Civil Collection. Reverses the Rush Circuit Court’s order denying Flatrock’s motion to execute its judgment lien on Morris Stout’s interest in 46 acres of real estate previously owned by second-generation owner Stout and third-generation owner Tonia, as joint tenants with right of survivorship. Finds that the appeal is not mooted by Morris’ death and that the real estate is not exempt from execution on the judgment lien.

N.E. v. L.W.
Protective order. Reverses the denial of wife N.E.’s request for a protective order against husband L.W. Finds the hearing, in which the Marion Superior Court did not allow N.E. to testify or present evidence, was inadequate under the Indiana Civil Protection Order Act. Also finds the trial court erred in denying N.E.’s protection order petition on grounds that a no-contact order was in place. Remands with instructions for the trial court to conduct a new hearing on N.E.’s petition for protection order against L.W., determine whether N.E. has proven the allegations in her petition by a preponderance of the evidence and grant her all appropriate relief.

In the Matter of the Termination of the Parent-Child Relationship of: St.W. and Se.W. (Minor Children), and A.W. (Father) v. The Indiana Department of Child Services (mem. dec.)
Juvenile termination. Affirms the termination of A.W.’s parental rights to children St.W. and Se.W. Finds there was sufficient evidence to support the termination was in the best interest of the children.  

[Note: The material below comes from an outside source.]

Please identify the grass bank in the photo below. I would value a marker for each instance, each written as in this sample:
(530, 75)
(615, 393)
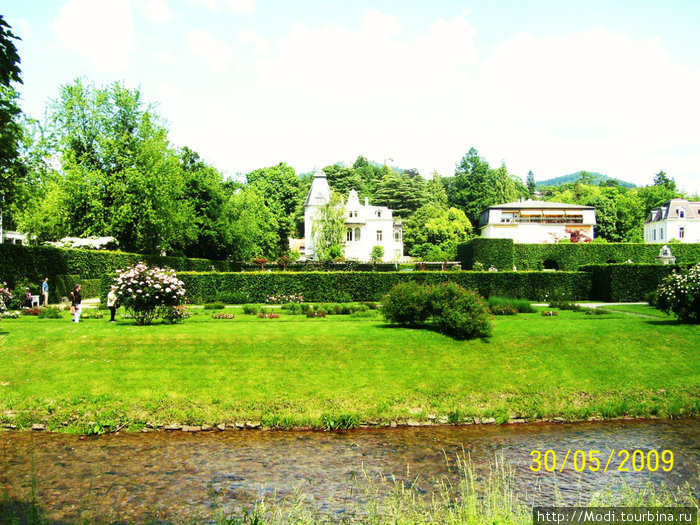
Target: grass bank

Anthony Steven Williams, Jr. v. State of Indiana (mem. dec.)
Criminal. Affirms in part, reverses in part, remands for sentencing. Finds Anthony Williams, Jr.’s convictions of Level 3 felony criminal confinement and Level 5 felony battery with a deadly weapon do not violate the prohibition against double jeopardy. However, finds his conviction of Level 6 felonies battery resulting in moderate bodily injury and pointing a firearm do violate double jeopardy principles. Vacates the latter convictions and remands for entry of revised sentencing order. Finds, among other things, that the Hamilton Circuit Court did not err in enhancing two of Williams’ convictions for his use of the same deadly weapon and that there is sufficient evidence to support his criminal confinement conviction.

Anthony W. French v. Jeffrey A. Lockwood (mem. dec.)
Civil plenary. Affirms the Madison Circuit Court’s entry of summary judgment for Jeffrey Lockwood on Anthony French’s complaint for damages. Finds French’s complaint was untimely as a matter of law and that the trial court did not err when it entered summary judgment for Lockwood.

Francisco Gallardo-Cortes v. State of Indiana (mem. dec.)
Criminal. Affirms Francisco Gallardo-Cortes’ eight-year sentence for conviction of Level 3 felony dealing in cocaine. Finds his sentence is not inappropriate in light of the nature of the offense and his character.  

Randall Patton v. Leann Morris (mem. dec.)
Civil plenary. Affirms the Vanderburgh Superior Court’s grant of Leann Morris’ complaint for declaratory judgment against Randall Patton. Finds the parties’ agreements are valid and enforceable and that the trial court’s entry of declaratory judgment in Morris’ favor is not clearly erroneous.

Jesse W. Lepley v. State of Indiana (mem. dec.)
Criminal. Affirms Jesse Lepley’s conviction of Level 5 felony battery. Finds there is sufficient evidence to support the conviction.

Darrell T. Green v. State of Indiana (mem. dec.)
Criminal. Affirms Darrell Green’s three-year sentence for conviction of Level 5 felony dealing in methamphetamine. Finds his sentence is not inappropriate in light of the nature of the offense and his character.

Antonio Terrell Miles v. State of Indiana (mem. dec.)
Criminal. Affirms the Marion Superior Court’s order that Antonio Miles pay a $100 fee upon his release from incarceration for conviction of Level 5 felony carrying a handgun without a license with a prior conviction; Level 6 felony criminal recklessness and Class C misdemeanor operating a motor vehicle without receiving a license.